5.Research Progress on the Mechanism of Non-coding RNA Regulation of Bone Reconstruction in Osteoporosis and the Therapeutic Mechanism of Traditional Chinese Medicine for Tonifying Kidney and Strengthening Bone
WANG Xiaxia ; AN Fangyu ; YAN Chunlu ; SUN Bai ; WANG Chunmei ; LIU Ying ; SHI Yao ; YUAN Lingqing ; LYU Donghui ; ZHAO Yanzhen
Chinese Journal of Modern Applied Pharmacy 2023;40(17):2462-2472
Non-coding RNAs(ncRNAs) are special RNAs that they don't have protein coding function, but they can affect chromosome structure, gene transcription and participate in the processes of epigenetic modifications. ncRNAs include long non-coding RNAs, microRNA, etc. In recent years, it has been found that these ncRNAs can maintain bone remodeling by adjusting bone resorption and formation in osteoporosis(OP). In the future, it may be a key target of the drug action screening which is clarifying the regulatory mechanism of ncRNAs in the occurrence and development of OP. OP belongs to bone rheumatism category in traditional Chinese medicine, according to the theory of “the kidney generating marrow and dominating bone” in traditional Chinese medicine, kidney tonifying and bone strengthening formulas are used to treat the OP in clinic, and the curative effect is remarkable.

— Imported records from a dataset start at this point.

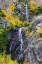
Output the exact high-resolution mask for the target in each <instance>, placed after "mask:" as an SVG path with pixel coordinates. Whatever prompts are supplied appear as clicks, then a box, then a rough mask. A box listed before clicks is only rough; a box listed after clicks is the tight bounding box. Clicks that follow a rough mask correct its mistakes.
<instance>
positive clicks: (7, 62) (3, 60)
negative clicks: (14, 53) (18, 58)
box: [0, 54, 18, 64]
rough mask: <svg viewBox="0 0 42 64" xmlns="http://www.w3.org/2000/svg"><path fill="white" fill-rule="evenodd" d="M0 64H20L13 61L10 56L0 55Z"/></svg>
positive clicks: (4, 54)
mask: <svg viewBox="0 0 42 64" xmlns="http://www.w3.org/2000/svg"><path fill="white" fill-rule="evenodd" d="M0 64H18V62H17V61H16V60H11V58H10V55H5V54H4V55H2V54H0Z"/></svg>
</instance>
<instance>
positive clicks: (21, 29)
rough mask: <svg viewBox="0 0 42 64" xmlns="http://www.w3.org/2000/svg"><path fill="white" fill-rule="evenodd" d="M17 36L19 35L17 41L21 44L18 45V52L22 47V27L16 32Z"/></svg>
mask: <svg viewBox="0 0 42 64" xmlns="http://www.w3.org/2000/svg"><path fill="white" fill-rule="evenodd" d="M18 34H19V41H20V42H21V44H20V50H22V45H23V38H22V27H21V28H19V32H18Z"/></svg>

It has been found that kidney tonifying and bone strengthening prescriptions can enhance the proliferation of osteoblasts or inhibit the differentiation of osteoclasts by up-regulating or down-regulating the expression of ncRNA, and finally maintain OP bone homeostasis, thus exerting therapeutic effect. However, the specific molecular mechanism is still in its exploratory stage. Therefore, this paper summarized the molecular mechanism of kidney tonifying and bone strengthening prescriptions regulating ncRNAs in the treatment of OP in recent years, in order to provide the new ideas for the screening of the key therapeutic targets of OP drugs and the prevention and treatment of OP with traditional Chinese medicine.